The dryest start to a year since records began* has been followed by rain every day since United Utilities declared a hosepipe ban. Lakes that were previously denuded of water to such an extent that the shoreline was practically the continental shelf** are now replete with the wet stuff. Still, prior to arthoscopy on my left knee – coincidentally the one scarred when I was knocked off just over a year ago, draw your own conclusions – we managed to get some fun, and dry rides out in the Lakes.

Of course thirsty plants practically slurped up the moisture and went on a growth frenzy, resulting in greenery of the very greenest.

Rather fab.

Which rides also confirmed that the Hunter is truly the absolute dogs. Recently self-employed status – no skiving off even with a knee that resembles drunk smiley – means I can’t ride with the absolute abandon of those with sick leave, but that didn’t stop it flying round.

It was also nice as a couple out riding together to confuse those men who inflict their hobby on their families*** by riding “the wrong bikes”. To whit the lady has the nice suspension bike and gears and shiny stuff, and his is a hardtail from someone they’ve never even heard of and covered in cack.
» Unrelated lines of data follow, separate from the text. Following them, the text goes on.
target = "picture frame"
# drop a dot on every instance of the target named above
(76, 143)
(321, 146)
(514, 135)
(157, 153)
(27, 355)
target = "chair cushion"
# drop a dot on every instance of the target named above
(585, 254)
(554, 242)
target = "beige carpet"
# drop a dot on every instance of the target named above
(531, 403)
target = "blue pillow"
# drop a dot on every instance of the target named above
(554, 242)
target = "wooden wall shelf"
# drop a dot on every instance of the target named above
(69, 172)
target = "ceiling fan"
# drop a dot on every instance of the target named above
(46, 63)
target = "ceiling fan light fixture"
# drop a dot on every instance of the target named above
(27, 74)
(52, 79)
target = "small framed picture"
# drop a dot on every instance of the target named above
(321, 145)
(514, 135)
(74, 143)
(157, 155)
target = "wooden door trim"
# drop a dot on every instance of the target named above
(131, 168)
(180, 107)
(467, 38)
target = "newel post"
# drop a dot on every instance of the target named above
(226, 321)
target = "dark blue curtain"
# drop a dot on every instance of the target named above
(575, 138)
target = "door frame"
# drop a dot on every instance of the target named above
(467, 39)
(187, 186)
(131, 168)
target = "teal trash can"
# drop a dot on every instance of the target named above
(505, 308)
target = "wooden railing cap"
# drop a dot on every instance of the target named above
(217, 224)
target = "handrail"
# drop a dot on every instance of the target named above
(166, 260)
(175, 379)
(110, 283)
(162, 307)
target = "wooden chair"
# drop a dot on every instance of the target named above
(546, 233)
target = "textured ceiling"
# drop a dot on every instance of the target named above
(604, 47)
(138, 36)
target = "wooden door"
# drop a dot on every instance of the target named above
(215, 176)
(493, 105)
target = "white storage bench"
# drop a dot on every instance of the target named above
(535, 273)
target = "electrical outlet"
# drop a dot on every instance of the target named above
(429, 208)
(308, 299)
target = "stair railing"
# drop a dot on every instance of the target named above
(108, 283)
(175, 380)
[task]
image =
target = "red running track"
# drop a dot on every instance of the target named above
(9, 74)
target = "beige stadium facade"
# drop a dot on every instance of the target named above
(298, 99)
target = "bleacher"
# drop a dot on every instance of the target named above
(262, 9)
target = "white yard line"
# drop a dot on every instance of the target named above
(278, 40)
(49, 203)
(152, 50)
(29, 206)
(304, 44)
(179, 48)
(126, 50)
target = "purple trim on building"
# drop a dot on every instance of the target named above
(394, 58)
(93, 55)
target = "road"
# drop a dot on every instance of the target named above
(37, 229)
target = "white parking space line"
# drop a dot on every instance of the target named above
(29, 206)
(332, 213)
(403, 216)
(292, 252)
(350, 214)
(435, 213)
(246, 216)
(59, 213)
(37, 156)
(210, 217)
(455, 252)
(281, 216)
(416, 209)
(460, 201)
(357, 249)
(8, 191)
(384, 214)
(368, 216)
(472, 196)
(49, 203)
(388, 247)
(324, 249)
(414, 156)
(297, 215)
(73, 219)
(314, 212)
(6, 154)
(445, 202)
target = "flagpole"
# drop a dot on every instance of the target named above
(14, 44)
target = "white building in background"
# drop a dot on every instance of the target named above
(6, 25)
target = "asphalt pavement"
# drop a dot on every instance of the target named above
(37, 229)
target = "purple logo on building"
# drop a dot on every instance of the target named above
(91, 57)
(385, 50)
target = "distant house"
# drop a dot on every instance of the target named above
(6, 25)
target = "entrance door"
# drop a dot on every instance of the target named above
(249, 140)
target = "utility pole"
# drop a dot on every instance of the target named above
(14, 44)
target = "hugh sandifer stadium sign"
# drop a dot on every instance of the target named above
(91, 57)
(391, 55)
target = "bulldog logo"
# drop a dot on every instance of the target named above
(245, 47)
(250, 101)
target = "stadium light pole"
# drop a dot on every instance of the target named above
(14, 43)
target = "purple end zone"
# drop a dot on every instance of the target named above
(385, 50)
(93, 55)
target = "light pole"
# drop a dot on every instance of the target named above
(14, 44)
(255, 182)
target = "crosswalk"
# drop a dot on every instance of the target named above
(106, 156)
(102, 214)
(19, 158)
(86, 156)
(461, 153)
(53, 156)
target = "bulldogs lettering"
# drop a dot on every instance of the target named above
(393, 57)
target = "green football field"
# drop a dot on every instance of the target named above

The aforementioned biro in the old knee now means no more riding for a few weeks which scuppered SSUK and Kielder 100 for this year.

Ho hum.

* Probably

** Such as can exist within the bounds of Cumbria

*** You know. The sort who ride a 25lb full suspension thing then wonder why the wife and kids aren’t enjoying pushing 35lb lumpen cheap end hardtails with inappropriate tyres and it’s going to be back to the cafe early and uncomfortable silence in the car all the way home and no getting his end away for a week. She’ll blame the inappropriate saddle but you know it’s simmering resentment.